More Advanced Testing

I wanted to push it a little further, so I tried a few more interesting requests. I asked it to delete all the lights in the room, set the sky dome to black, and change the time to nighttime — and it pulled all of that off really smoothly. That honestly felt like one of the most useful demonstrations of the tool, because being able to control the environment settings just by talking is a huge time saver for room creation.

I also asked it to apply a blocky, pixelated texture to one of the walls for a retro game-inspired look — without saying the word Minecraft, of course, for obvious reasons — and it generated a texture that looked fantastic. Watching the Rec Room logo appear on the wall while it was generating the image was a cool little touch too.


The Big Desk Test

The most ambitious test I ran was asking Maker AI to place five items on a desk that would logically make sense to be there.
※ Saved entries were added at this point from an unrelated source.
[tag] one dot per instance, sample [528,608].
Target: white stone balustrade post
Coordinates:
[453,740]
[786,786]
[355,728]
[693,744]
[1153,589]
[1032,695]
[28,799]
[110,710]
It actually thought through this really well, placing a modern book stack, a thin notebook, a cosy book nook, a thick notebook, and a small thick book stack. Seeing it reason through what belongs on a desk was genuinely cool to watch in real time. I then asked it to place the items on the top surface of the desk specifically, and to lay the books flat rather than standing them upright. It rotated them, though they weren’t perfectly flat, but for a tool that’s still being developed, it was a really solid effort.

One thing I also tested was whether Maker AI could detect hand positions in real time — for example, placing an object directly on my hand. It wasn’t able to do that, but it does use a pointing beam from the Maker Pen, so you can aim it at objects and ask questions like “what’s this in front of me?” and it will identify them correctly. That pointing mechanic is actually super useful for directing the AI when you want to reference a specific object in the room.


Final Thoughts

Overall, Maker AI is a genuinely interesting and promising feature that Rec Room is still actively developing. I had a really good experience with it, and I can already see it being incredibly useful for helping you move objects exactly where you want them, spawn items by simply pointing in a direction, or make sweeping changes to a room’s environment just by asking. It’s a very creative way of integrating AI into a video game, and I’m excited to see how it continues to improve.